“You must come and see it” review: A satisfying Spanish snack
In Spain, there is a tradition called “la hora del vermut” (the vermouth hour) which refers to a short time before lunch when you sip vermouth to prepare your stomach for the meal to come. Spanish director Jonás Truebas’ “You must come and see it”, one of the last joys of the Karlovy Vary competition, barely crosses the hour mark, but it is as sociable and swirling as a draft or ten of sweet fortified wine. In fact, it is an aperitif that proves to be so satisfying, so simple and sunny and sage, that you may find yourself filling up on its drowsy scholarly, strangely nourishing pleasures and forgetting lunch altogether.
Even the opening titles are a sparkling, witty delight, appearing on screen in time with a dirty uptempo piano piece which, as we learn from the applause that occurs just when Trueba’s author-director credit is shown, is performed live by pianist Chano Domínguez in a jazz club in Madrid. Paradoxically, the tempo slows down, as Trueba lets Dominguez’s next piece – a peri-pandemic composition titled “Limbo” – play out in its entirety, while in turn lingering in the faces of our four characters.

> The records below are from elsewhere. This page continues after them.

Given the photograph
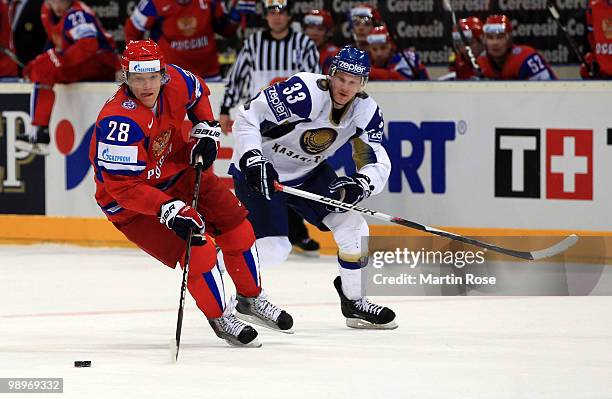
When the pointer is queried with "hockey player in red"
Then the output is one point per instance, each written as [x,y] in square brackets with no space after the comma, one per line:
[80,50]
[8,67]
[185,30]
[459,60]
[503,60]
[141,153]
[599,27]
[364,17]
[388,63]
[319,26]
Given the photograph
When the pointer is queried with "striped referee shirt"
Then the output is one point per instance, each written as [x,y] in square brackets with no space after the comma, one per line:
[263,60]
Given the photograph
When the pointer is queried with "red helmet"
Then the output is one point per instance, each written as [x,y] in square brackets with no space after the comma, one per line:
[379,35]
[497,23]
[319,17]
[366,12]
[142,56]
[471,26]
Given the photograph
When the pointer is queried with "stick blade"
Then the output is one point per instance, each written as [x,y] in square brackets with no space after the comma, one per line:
[173,351]
[556,249]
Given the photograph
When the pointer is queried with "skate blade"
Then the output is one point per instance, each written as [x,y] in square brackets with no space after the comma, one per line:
[253,344]
[307,254]
[366,325]
[254,320]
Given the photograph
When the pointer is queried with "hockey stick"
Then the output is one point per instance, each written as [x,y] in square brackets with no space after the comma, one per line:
[468,48]
[555,14]
[12,56]
[176,342]
[529,255]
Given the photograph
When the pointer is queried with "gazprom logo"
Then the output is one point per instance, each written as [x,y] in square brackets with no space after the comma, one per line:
[117,154]
[107,156]
[348,67]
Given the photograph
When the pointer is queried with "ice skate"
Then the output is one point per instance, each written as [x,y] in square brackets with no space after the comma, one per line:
[234,331]
[258,310]
[308,248]
[361,313]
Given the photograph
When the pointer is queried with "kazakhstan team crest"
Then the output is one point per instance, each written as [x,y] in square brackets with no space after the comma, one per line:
[606,27]
[316,141]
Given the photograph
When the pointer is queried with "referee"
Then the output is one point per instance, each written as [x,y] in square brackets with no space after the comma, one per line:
[267,57]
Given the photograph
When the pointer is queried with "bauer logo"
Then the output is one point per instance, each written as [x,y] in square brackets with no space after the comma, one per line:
[569,163]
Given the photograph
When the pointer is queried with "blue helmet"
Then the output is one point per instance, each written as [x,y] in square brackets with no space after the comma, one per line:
[353,61]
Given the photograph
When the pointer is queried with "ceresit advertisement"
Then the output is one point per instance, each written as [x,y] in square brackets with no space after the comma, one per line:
[531,155]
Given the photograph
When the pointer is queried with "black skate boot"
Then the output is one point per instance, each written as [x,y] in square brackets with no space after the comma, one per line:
[232,330]
[36,141]
[364,314]
[306,247]
[258,310]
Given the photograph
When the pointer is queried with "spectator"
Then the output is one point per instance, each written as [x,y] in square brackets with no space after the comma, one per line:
[185,30]
[29,35]
[459,60]
[319,26]
[388,63]
[599,27]
[364,18]
[8,67]
[80,50]
[504,60]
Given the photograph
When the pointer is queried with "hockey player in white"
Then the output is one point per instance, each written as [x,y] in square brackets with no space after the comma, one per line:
[286,133]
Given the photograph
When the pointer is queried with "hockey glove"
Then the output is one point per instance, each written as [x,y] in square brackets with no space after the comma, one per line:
[180,217]
[205,137]
[259,173]
[240,8]
[350,189]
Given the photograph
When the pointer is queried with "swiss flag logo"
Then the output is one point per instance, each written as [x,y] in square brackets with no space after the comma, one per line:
[569,164]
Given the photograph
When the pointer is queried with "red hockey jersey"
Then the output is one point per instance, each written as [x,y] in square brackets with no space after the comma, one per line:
[185,32]
[78,35]
[522,63]
[599,26]
[138,153]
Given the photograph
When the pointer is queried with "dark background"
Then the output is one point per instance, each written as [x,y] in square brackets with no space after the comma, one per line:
[422,24]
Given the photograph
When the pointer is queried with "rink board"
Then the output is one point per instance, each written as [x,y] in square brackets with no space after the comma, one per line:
[498,155]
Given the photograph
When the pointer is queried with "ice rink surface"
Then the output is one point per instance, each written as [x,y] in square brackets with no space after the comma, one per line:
[117,308]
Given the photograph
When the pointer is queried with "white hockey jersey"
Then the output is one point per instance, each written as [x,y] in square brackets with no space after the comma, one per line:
[291,123]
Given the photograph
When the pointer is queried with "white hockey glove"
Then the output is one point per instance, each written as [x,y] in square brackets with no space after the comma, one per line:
[259,172]
[205,137]
[350,189]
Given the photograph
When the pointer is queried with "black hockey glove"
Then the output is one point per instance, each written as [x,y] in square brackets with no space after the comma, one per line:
[259,173]
[205,136]
[350,189]
[180,217]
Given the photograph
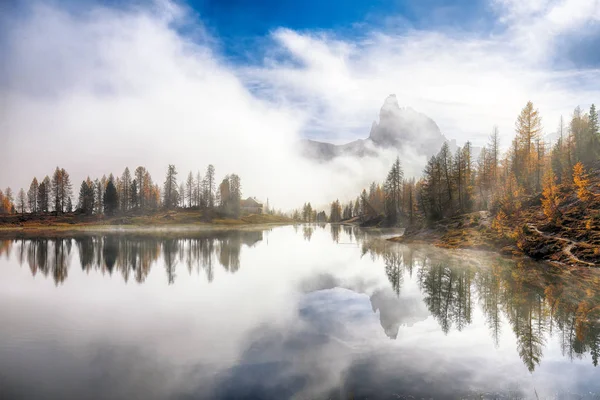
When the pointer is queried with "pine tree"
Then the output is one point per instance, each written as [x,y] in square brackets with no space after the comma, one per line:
[528,128]
[550,196]
[170,195]
[209,186]
[22,201]
[190,189]
[111,197]
[581,181]
[32,196]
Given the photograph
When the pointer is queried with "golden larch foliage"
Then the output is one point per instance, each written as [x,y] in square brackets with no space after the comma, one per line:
[582,182]
[550,196]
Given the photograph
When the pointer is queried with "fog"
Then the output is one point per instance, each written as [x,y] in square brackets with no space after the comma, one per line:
[95,90]
[106,89]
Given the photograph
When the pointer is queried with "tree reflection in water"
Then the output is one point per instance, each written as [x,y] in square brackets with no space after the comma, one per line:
[535,302]
[131,255]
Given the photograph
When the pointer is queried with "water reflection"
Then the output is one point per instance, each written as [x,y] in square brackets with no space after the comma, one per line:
[537,303]
[132,256]
[335,312]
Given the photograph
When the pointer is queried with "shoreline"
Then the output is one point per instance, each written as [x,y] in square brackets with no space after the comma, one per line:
[474,231]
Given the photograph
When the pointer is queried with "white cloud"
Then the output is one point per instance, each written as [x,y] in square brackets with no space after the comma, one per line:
[104,89]
[109,89]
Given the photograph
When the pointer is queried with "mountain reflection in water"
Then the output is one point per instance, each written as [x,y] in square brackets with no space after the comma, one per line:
[524,306]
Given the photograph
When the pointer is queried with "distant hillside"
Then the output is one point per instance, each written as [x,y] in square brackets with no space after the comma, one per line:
[398,128]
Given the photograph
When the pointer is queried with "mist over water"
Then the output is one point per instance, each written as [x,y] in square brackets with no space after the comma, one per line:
[312,311]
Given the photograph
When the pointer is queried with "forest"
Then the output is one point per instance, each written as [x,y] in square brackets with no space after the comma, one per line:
[455,183]
[135,193]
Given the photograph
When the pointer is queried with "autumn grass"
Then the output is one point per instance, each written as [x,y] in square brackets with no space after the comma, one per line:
[568,235]
[180,220]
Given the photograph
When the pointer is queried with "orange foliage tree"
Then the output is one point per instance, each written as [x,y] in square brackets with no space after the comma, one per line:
[581,181]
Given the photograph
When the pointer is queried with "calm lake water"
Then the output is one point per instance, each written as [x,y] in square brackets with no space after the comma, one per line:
[306,312]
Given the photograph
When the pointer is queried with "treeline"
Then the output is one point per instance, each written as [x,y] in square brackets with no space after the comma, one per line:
[129,192]
[454,183]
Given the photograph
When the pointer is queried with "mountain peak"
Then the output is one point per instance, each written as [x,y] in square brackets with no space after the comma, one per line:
[398,127]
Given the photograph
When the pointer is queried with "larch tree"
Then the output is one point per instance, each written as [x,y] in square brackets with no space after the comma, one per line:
[44,190]
[140,175]
[181,195]
[111,197]
[209,186]
[198,190]
[22,201]
[528,128]
[170,195]
[32,196]
[550,196]
[393,189]
[582,182]
[62,189]
[189,189]
[125,190]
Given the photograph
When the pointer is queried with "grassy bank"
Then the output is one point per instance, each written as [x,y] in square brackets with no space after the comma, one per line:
[573,238]
[180,219]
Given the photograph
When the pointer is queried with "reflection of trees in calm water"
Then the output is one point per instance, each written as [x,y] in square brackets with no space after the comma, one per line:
[335,233]
[535,302]
[133,256]
[307,232]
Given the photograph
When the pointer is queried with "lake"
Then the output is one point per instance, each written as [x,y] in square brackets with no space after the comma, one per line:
[295,312]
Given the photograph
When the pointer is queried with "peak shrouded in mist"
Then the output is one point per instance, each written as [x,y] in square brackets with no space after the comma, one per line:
[399,129]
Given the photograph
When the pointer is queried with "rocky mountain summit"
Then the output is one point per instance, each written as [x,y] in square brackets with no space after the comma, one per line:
[397,128]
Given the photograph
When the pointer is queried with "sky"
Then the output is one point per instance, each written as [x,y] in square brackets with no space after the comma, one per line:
[95,86]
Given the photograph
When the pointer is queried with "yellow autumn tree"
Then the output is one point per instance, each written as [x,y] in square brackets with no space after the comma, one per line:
[550,196]
[582,182]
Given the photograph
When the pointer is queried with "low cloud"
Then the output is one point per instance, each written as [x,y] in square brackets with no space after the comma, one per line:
[97,90]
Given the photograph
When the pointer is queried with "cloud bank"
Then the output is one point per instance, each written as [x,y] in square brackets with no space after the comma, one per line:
[100,89]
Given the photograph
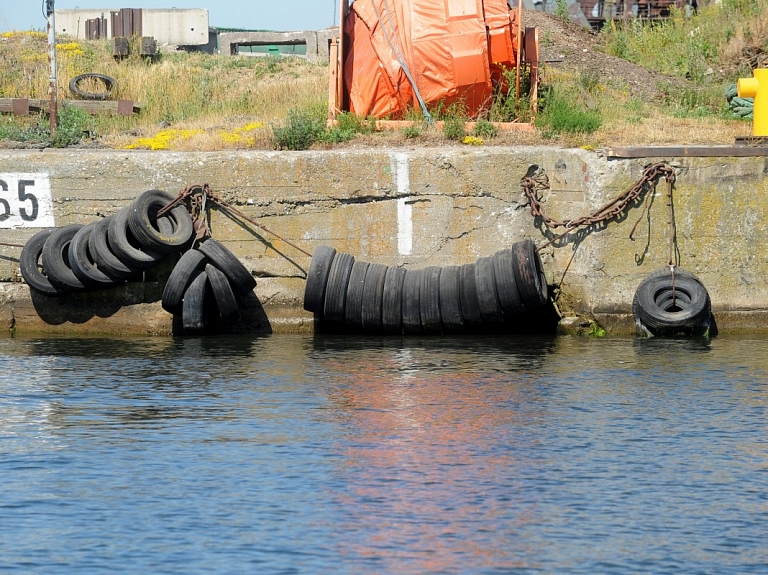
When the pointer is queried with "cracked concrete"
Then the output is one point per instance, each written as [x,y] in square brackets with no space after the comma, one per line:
[461,204]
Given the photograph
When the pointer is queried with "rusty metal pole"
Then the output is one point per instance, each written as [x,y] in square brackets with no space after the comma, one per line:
[53,112]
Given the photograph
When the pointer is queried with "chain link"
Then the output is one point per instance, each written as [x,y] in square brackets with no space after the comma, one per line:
[534,185]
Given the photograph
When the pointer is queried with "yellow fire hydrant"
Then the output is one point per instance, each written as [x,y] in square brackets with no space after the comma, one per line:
[756,88]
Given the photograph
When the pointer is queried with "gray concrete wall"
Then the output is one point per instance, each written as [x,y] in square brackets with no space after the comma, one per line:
[412,208]
[168,26]
[317,42]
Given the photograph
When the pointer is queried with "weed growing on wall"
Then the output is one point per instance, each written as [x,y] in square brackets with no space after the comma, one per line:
[301,129]
[73,125]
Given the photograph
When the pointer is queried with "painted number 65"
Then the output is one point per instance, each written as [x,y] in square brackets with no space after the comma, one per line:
[24,196]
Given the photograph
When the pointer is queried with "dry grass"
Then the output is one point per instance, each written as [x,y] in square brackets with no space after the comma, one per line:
[200,102]
[217,95]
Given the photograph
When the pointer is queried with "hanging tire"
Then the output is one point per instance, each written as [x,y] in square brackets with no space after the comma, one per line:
[470,307]
[241,279]
[82,263]
[373,298]
[429,300]
[504,264]
[336,290]
[392,301]
[667,304]
[353,306]
[178,281]
[125,246]
[529,275]
[109,85]
[450,300]
[29,264]
[223,294]
[105,260]
[487,298]
[193,308]
[171,233]
[55,258]
[317,278]
[411,303]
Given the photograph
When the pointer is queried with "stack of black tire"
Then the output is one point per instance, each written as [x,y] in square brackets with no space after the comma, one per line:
[120,247]
[506,290]
[204,284]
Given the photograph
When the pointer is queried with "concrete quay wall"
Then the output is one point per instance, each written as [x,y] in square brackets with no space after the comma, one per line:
[413,208]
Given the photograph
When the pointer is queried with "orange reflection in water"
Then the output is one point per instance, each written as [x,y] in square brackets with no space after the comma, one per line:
[432,481]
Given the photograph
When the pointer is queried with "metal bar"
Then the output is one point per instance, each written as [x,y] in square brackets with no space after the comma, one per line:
[687,152]
[52,84]
[90,106]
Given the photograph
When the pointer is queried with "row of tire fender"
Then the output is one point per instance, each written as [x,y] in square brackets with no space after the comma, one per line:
[119,247]
[504,288]
[668,303]
[213,270]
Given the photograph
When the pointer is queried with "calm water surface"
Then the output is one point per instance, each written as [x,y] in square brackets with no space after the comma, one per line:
[300,454]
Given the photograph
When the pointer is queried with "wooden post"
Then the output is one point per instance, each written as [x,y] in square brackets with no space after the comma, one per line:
[52,89]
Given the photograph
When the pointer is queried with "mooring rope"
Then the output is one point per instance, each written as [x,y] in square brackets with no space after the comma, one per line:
[208,195]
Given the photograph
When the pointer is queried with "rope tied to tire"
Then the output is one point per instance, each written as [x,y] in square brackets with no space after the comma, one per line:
[534,185]
[198,196]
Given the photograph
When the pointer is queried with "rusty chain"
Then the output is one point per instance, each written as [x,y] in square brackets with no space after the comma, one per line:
[199,195]
[537,183]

We do not know their names or their relationship yet. But these calm portraits, shot in Santiago Racaj’s appealingly warm-toned Academy-ratio images, give us surprisingly intimate access to them as individuals: It’s funny how much you can tell about a person by watching them look. It is Elena (Itsaso Arana), delighted and attentive, whose glasses give her a vaguely owl-like, intellectual air. There is her crumpled partner Daniel (Vitor Sanz), a little less transported, a little more restless. It is dark-eyed Guillermo (Francesco Carril), who nods gently to one of the composition’s hidden rhythms. And it is his beautiful partner Susana (Irene Escolar), who enjoys the show, but also, it seems, the company, who looks at the others and smiles.
Just when you think the whole movie is set to be some kind of experimental essay about spectators, the concert ends and the four return to their table. During their beautifully naturalistic, well-observed conversation (Trueba’s script was completed with his four actors), we understand that the two couples go far back, even though they had recently seen less of each other. In part, it’s because of the pandemic. This is partly because Guillermo and Susana – who reveal that she is pregnant – have recently moved out of Madrid to a nearby village; their new house is “what” they claim their old friends “must come and see.”
The conversation is warm, but a little cautious. There remains a small gravel in the gears of their social interaction, which must be immediately recognizable to anyone who has felt rusty by restoring contact with close friends after a long separation. Later, back in their apartment, while reading in bed as if they were in an early Woody Allen movie, Elena and Daniel discuss the pros and cons of visiting. Daniel, an artist who tends to tingle restlessly in office, sourly suggests that the insistence on Guillermo and Susana’s invitation is in fact a coded rebuke that they have not made the same life stage choices they have.
Six months later, however, they are on the train from Madrid one midsummer afternoon, while Bill Callahan’s fantastic “Let’s move to the country” plays. Later, Daniel will hum a few beats of the song: The film is full of these little crosses and curls, as fragments of prose poetry and literature and music slide from the soundtrack into the characters’ mouths and back again. It is as if the film is a collective unconscious where ideas and themes tumble around and bubble to the surface via various ways of expression.
More straight forward, the rest of the story is simply that visit. There is a house tour, an al fresco dinner, a game of double ping pong and a walk in the overgrown meadow nearby. Elena gets a thistle stuck in the sandal.
It’s about as loud as the drama gets. “You Have to Come and See It” is less about plot than mood, and despite its light-hearted intellectualism, less about ideas than fleeting, vanishing experience: a kind of contemporary nostalgia. When Elena insists on reading the last page of the book she is passionate about (“You Must Change Your Life” by Peter Sloterdijk), it does not feel as if we are expected to understand its political and philosophical complexity. Rather, the sequence exists for how the other three react: their sideways glances, their repressed fun, their loving “it is so Elena “tolerance.
As with any film with white, heterosexual, bourgeois Europeans strolling in the sun and talking without embarrassment about art and ethics and the like, the spirit of Eric Rohmer hovers benignly. But it ends with a benevolent flourishing: the image changes to grainy 8 mm to reveal Trueba himself who gives direction, the sound guy who dangles with his boom microphone, the actors – who have not seemed to perform at all – break character between the shots. It’s as if to say, look, this wonderful, gossamer afternoon we’ve spent together has felt real in a way that only something as unreal as a movie can feel. And if that does not make much sense, well, you have to come and see it.